A TALENTED teenage musician from Joseph Rowntree School, in York, is one of the top young violinists in the country.

Year 11 student Jacob George has been selected to play with the National Youth Orchestra of Great Britain after a gruelling audition process which involved performing his own work, being interviewed in Leeds and then playing as part of a workshop in London to see how he played in a group.

The school’s head of performing arts, Rachael Clarke, said: “What Jacob has done is remarkable. He is not yet 16 and is playing first violin – the most important section in violins – and he’s now one of only 70 kids in the UK to have made it into the orchestra.

“We are all really proud of his achievement at the school.”

Both Jacob’s parents are musicians and he started playing the violin when he was in his first year at Park Grove Primary School.

Jacob said: “My parents didn’t make me play the violin, I just took it up because there was always music at home.”

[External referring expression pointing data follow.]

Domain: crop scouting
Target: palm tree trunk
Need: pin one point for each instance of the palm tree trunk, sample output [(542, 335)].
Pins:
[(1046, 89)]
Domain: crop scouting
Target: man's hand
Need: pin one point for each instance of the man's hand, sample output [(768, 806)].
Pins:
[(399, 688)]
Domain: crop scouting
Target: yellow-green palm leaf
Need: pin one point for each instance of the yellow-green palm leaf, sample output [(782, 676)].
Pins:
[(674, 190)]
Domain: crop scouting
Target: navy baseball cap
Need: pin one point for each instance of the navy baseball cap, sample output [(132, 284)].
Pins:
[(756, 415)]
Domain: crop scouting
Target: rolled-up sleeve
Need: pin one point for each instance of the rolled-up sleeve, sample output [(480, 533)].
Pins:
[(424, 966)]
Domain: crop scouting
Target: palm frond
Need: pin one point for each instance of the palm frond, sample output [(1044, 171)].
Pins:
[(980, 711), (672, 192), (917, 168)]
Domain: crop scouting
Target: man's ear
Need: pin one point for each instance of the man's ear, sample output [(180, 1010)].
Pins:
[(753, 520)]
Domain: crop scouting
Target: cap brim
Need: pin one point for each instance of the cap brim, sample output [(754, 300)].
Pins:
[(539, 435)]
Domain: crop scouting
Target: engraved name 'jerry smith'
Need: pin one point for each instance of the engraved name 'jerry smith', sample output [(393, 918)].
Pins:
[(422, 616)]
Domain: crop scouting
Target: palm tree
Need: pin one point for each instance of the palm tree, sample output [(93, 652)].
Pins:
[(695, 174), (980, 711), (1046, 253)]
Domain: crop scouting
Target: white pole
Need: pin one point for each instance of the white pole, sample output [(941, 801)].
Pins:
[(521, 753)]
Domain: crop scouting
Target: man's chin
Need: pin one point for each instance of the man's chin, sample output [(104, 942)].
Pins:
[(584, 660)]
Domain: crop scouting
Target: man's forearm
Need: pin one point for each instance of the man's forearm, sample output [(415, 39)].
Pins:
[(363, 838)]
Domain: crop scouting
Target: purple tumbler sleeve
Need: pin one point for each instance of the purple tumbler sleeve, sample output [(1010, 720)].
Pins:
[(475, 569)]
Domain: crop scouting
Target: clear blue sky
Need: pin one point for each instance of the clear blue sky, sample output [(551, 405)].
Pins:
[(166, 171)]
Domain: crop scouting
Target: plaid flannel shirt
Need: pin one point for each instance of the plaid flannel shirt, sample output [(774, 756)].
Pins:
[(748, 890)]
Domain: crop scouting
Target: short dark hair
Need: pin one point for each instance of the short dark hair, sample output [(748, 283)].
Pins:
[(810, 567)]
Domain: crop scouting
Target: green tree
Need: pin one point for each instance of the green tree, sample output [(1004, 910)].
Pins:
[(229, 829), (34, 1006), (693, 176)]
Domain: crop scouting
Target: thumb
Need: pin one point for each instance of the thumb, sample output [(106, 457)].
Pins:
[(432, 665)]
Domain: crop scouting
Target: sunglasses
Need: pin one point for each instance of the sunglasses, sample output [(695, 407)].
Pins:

Currently, Jacob plays for the North Yorkshire Schools Symphony Orchestra as lead violin and also plays in the young symphonia, which is a smaller orchestra made up of children from all over the north east of England and North Yorkshire who play at the Sage in Gateshead.

He is studying music at GCSE and wants to go on to study it at A-level. He hopes to teach music as a side-line in later life – though he says career-wise he wants to become an architect or interior designer.

Last year Jacob passed his grade-eight violin examination with distinction and said he could not believe it when the email came through to say he’d made it into the NYO.

He said: “I was just ecstatic. When I was practising for the auditions I was doing two hours most days and I have never practised so much in my life.”

Jacob will play with the first violins next in Liverpool on January 5, following a residential course with the youth orchestra over the Christmas holidays. Next summer he will play in a televised performance at The Proms in the Royal Albert Hall.

He said: “I don’t get nervous when I’m playing in a group normally, but I think I’ll be pretty nervous playing at The Proms on the TV.”

He said his friends had been really supportive throughout the audition process and Mrs Clarke said the Year 11 music group will be going to Liverpool to support Jacob.

She said: “It was their suggestion and they are really keen to go and support him.”

Mrs Clarke said Jacob’s success has helped create a real buzz around performing arts at the school which is already a thriving department.

She said preparations were well under way for the next school musical, We Will Rock You, which is taking place from February 6 to 9 next year, building on the success of previous school musicals Joseph and RENT.

She said: “We had more than 250 auditions for the show, which is a testament to just how much the school loves the performing arts. And as well as Jacob’s success, we have got a lot of pupils who sing in the National Youth Choir.”

On a Friday lunchtime the school uses their huge atrium, known as the Hubb, to stage performances at 1.40pm with the whole school coming together to watch and listen to them.